The latest Beige Book prepared by the Atlanta Fed continued to depict an upbeat economic environment. All Districts surveyed reported "modest to moderate gains" in economic activity while Dallas reported a "robust" increase. The outlook for this year remains optimistic. On the employment situation, most Districts noted a tight labour market. Some suggested that the situation is constraining growth. Despite this, wages in most Districts only grew at a "modest" pace.

Focus shifting to BoJ meeting next week

With BoC decisions now passed, focuses are gradually shifting to BoJ meeting next week. According to a Reuters poll, the majority of economists surveyed expected BoJ to stand pat on interest rate throughout 2018. But it should also be noted that there is no overwhelming consensus on what would happen in the second half. It's noted that the outlook in the latter part of 2018 will very much depend on the future of Governor Haruhiko Kuroda. That is, whether Prime Minister Shinzo Abe would offer him another term.

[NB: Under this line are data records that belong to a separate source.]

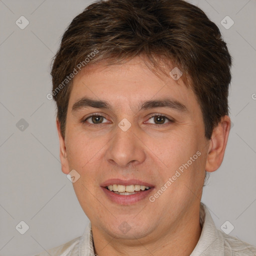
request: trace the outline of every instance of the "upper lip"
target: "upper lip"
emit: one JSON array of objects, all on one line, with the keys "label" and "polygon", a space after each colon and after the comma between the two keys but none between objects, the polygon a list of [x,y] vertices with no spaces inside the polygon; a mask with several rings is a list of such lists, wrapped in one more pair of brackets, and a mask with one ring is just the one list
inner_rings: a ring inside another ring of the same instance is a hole
[{"label": "upper lip", "polygon": [[154,185],[147,182],[143,182],[139,180],[121,180],[120,178],[112,178],[108,180],[106,182],[102,183],[100,186],[102,187],[109,186],[110,185],[114,185],[114,184],[128,186],[129,185],[140,185],[142,186],[149,186],[150,188],[154,187]]}]

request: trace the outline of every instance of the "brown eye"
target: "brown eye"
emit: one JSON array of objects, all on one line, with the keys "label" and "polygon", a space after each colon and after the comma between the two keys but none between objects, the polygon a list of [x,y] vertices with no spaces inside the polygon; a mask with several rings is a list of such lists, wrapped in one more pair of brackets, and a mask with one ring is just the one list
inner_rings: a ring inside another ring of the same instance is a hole
[{"label": "brown eye", "polygon": [[103,118],[104,118],[100,116],[92,116],[92,120],[94,124],[100,124],[103,120]]},{"label": "brown eye", "polygon": [[87,118],[82,122],[85,123],[88,122],[91,124],[97,124],[107,122],[103,122],[104,119],[106,118],[102,116],[94,114]]},{"label": "brown eye", "polygon": [[162,116],[154,116],[154,122],[157,124],[164,124],[166,120],[166,117]]}]

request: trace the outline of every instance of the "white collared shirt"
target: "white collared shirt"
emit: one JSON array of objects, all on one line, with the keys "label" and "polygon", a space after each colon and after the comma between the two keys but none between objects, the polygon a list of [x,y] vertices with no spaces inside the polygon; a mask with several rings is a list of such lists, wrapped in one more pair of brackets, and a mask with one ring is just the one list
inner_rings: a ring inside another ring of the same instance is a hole
[{"label": "white collared shirt", "polygon": [[[256,256],[256,246],[216,229],[206,206],[201,202],[199,240],[190,256]],[[96,256],[90,222],[83,236],[34,256]]]}]

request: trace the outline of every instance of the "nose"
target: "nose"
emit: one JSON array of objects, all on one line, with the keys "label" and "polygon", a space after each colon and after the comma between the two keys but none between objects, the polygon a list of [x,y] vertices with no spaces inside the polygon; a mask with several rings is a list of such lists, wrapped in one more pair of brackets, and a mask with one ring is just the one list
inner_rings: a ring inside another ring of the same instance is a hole
[{"label": "nose", "polygon": [[132,125],[126,132],[119,126],[116,130],[106,150],[108,160],[120,168],[143,162],[146,159],[145,146],[139,138],[140,131],[136,132]]}]

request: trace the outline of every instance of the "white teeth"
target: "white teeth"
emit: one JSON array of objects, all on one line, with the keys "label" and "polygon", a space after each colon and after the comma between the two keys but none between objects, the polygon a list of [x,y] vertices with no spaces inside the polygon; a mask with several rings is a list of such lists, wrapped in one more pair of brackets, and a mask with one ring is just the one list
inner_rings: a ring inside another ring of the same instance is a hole
[{"label": "white teeth", "polygon": [[130,185],[126,186],[126,192],[134,192],[134,185]]},{"label": "white teeth", "polygon": [[125,192],[126,186],[122,185],[118,185],[118,192]]},{"label": "white teeth", "polygon": [[140,185],[135,185],[134,186],[135,191],[140,191]]},{"label": "white teeth", "polygon": [[143,191],[145,190],[148,190],[150,188],[150,187],[136,184],[124,186],[124,185],[114,184],[113,185],[108,186],[108,188],[110,191],[113,191],[116,192],[116,194],[128,195],[132,194],[135,194],[135,192],[140,191],[140,190]]}]

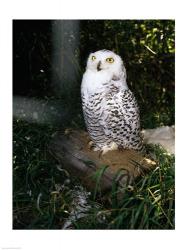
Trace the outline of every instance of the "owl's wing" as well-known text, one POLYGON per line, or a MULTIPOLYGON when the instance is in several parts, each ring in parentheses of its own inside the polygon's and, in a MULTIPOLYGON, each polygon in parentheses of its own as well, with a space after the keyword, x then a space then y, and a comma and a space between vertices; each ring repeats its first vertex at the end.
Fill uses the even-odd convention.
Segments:
POLYGON ((101 126, 108 138, 120 145, 139 133, 139 109, 130 90, 111 92, 104 105, 101 126))

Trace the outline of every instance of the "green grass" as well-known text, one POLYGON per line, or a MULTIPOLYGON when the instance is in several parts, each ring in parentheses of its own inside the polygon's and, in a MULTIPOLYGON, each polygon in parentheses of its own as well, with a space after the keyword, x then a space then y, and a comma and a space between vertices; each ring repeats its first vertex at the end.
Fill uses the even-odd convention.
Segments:
MULTIPOLYGON (((47 145, 56 128, 14 120, 13 228, 61 229, 72 209, 72 190, 79 180, 52 158, 47 145)), ((157 167, 131 187, 119 201, 116 188, 107 200, 88 198, 90 209, 74 229, 174 229, 174 156, 148 147, 157 167)))

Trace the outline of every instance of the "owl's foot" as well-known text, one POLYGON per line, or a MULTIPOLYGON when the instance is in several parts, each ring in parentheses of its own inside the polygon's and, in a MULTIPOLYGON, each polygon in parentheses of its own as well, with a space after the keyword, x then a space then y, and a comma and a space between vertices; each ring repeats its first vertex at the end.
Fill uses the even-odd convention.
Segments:
POLYGON ((99 156, 106 154, 108 151, 117 150, 118 145, 115 142, 111 142, 109 145, 102 147, 99 156))
POLYGON ((118 150, 119 150, 120 152, 123 152, 123 151, 125 150, 125 148, 124 148, 122 145, 119 145, 119 146, 118 146, 118 150))
POLYGON ((93 141, 90 141, 89 143, 88 143, 88 148, 90 149, 90 150, 93 150, 93 151, 99 151, 100 149, 95 145, 95 143, 93 142, 93 141))

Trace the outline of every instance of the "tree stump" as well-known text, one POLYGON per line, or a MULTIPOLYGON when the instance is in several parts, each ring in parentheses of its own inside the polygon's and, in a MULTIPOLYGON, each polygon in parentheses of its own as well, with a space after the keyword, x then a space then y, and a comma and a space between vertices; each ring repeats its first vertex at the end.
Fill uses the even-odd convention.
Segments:
POLYGON ((93 191, 98 182, 102 193, 110 191, 114 183, 122 190, 156 166, 154 161, 133 150, 100 155, 89 149, 89 141, 85 131, 66 130, 57 133, 49 145, 51 154, 63 168, 80 178, 89 190, 93 191))

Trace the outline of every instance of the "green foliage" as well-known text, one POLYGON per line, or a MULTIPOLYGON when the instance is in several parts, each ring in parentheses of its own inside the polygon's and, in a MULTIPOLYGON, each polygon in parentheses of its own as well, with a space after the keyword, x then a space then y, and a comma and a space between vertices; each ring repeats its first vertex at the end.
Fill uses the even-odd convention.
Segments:
MULTIPOLYGON (((67 79, 62 91, 56 86, 61 84, 60 75, 67 72, 62 65, 53 64, 53 57, 58 60, 64 57, 58 37, 62 54, 57 53, 58 50, 52 54, 52 41, 56 41, 52 39, 52 30, 59 22, 35 21, 33 25, 33 21, 22 21, 21 25, 19 21, 19 28, 14 27, 15 94, 60 100, 62 106, 68 108, 62 127, 83 128, 80 83, 87 56, 91 51, 110 49, 125 62, 128 85, 140 106, 142 127, 174 124, 173 20, 81 20, 79 31, 69 29, 65 35, 69 47, 77 38, 79 43, 74 53, 65 57, 68 67, 74 69, 76 81, 70 85, 67 79)), ((67 21, 62 21, 62 27, 63 22, 67 21)), ((70 214, 72 183, 77 180, 69 182, 72 177, 48 152, 47 145, 56 130, 50 124, 14 120, 14 228, 58 229, 70 214)), ((75 229, 174 228, 174 157, 156 146, 149 152, 157 161, 157 168, 130 189, 127 187, 120 202, 115 182, 110 201, 103 202, 98 196, 99 182, 105 171, 105 167, 101 168, 95 176, 98 182, 94 199, 89 200, 91 208, 86 217, 74 222, 75 229)))
MULTIPOLYGON (((14 121, 13 228, 60 229, 70 214, 71 190, 80 184, 77 180, 71 182, 72 177, 47 150, 54 131, 49 126, 14 121)), ((157 168, 125 187, 121 200, 114 182, 111 199, 103 201, 99 186, 106 166, 101 167, 95 175, 93 196, 88 200, 90 209, 84 218, 74 222, 73 228, 174 228, 174 156, 158 146, 148 150, 157 168)))
POLYGON ((124 188, 119 199, 116 190, 111 201, 102 203, 83 219, 77 229, 174 229, 174 156, 159 146, 152 146, 150 154, 157 161, 156 169, 124 188))
POLYGON ((15 93, 55 96, 69 113, 76 109, 82 115, 80 83, 87 57, 109 49, 124 60, 142 127, 174 124, 174 20, 17 21, 14 29, 15 93))

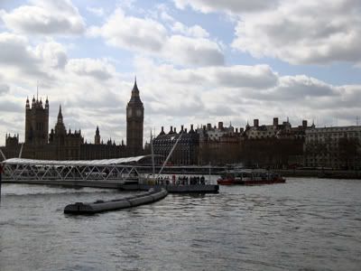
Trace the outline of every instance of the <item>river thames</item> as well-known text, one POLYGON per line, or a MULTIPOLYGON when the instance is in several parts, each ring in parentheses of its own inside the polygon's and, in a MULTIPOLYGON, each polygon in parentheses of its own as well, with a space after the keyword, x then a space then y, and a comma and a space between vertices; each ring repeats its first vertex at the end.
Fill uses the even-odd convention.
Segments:
POLYGON ((361 181, 288 178, 63 213, 129 194, 3 184, 0 270, 361 270, 361 181))

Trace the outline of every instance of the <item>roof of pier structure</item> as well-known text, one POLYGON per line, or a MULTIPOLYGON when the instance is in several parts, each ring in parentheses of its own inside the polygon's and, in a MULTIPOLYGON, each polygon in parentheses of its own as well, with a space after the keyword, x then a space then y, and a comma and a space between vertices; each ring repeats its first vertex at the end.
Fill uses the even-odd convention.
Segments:
POLYGON ((3 164, 32 164, 32 165, 115 165, 136 163, 143 158, 151 157, 152 155, 141 155, 135 157, 124 157, 115 159, 102 159, 102 160, 34 160, 25 158, 10 158, 3 161, 3 164))

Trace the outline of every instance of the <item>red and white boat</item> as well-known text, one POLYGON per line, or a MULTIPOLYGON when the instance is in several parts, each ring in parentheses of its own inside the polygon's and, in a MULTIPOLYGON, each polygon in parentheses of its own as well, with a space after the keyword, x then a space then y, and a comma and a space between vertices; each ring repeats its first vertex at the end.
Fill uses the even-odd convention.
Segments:
POLYGON ((220 185, 258 185, 282 183, 286 180, 281 175, 265 170, 230 170, 223 172, 221 177, 217 181, 220 185))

Yet, for the near term, there is little chance for a change in BoJ's policies. According to Bloomberg's report, the summary of opinions of December meeting noted discussion on the possibility of raising rates. But that's just a small shift in sentiments, and it's not even a majority of view. The document noted that "when it is expected that economic activity and prices will continue to improve going forward, the situation may occur where the Bank will need to consider whether adjustments in the level of interest rates will be necessary," as one member said.

Australia job growth extends record streak

Australian job growth remained strong with 34.7k expansion in December. That's more than double of market expectation of 15.2k. That's the 15th straight month of expansion, the longest streak since 1993. And the more encouraging part is that full time jobs rose by 322k since December 2016, making up the majority of the 393k growth. Unemployment rate rose to 5.5% but that's due to a jump in participation rate at 65.7%. For the moment, markets are only pricing in 50/50 chance of an RBA rate hike by August. Also from Australia, consumer inflation expectation rose 3.7% in January.

Elsewhere

A batch of key Chinese data will be the focus today, including GDP. US will release housing starts, Philly Fed survey and jobless claims.

AUD/USD Daily Outlook

Daily Pivots: (S1) 0.7932; (P) 0.7977; (R1) 0.8014

AUD/USD lost some upside momentum after hitting 0.8022 and intraday bias is turned neutral for consolidations first. Further rally is expected as long as 0.7874 support holds. Above 0.8022 will extend the rise from 0.7500 to 0.8124 high. there will resume whole medium term rebound from 0.6826 and target key fibonacci level at 0.8451. On the downside, break of 0.7874 will indicate short term topping and turn bias to the downside for 55 day EMA (now at 0.7764).

In the bigger picture, current development suggests that medium term rebound from 0.6826 is still in progress and could be resuming. Such rise could target 38.2% retracement of 1.1079 (2011 high) to 0.6826 (2016 low) at 0.8451. As such rise is seen as a corrective move, we'd expect strong resistance from 0.8451 to limit upside.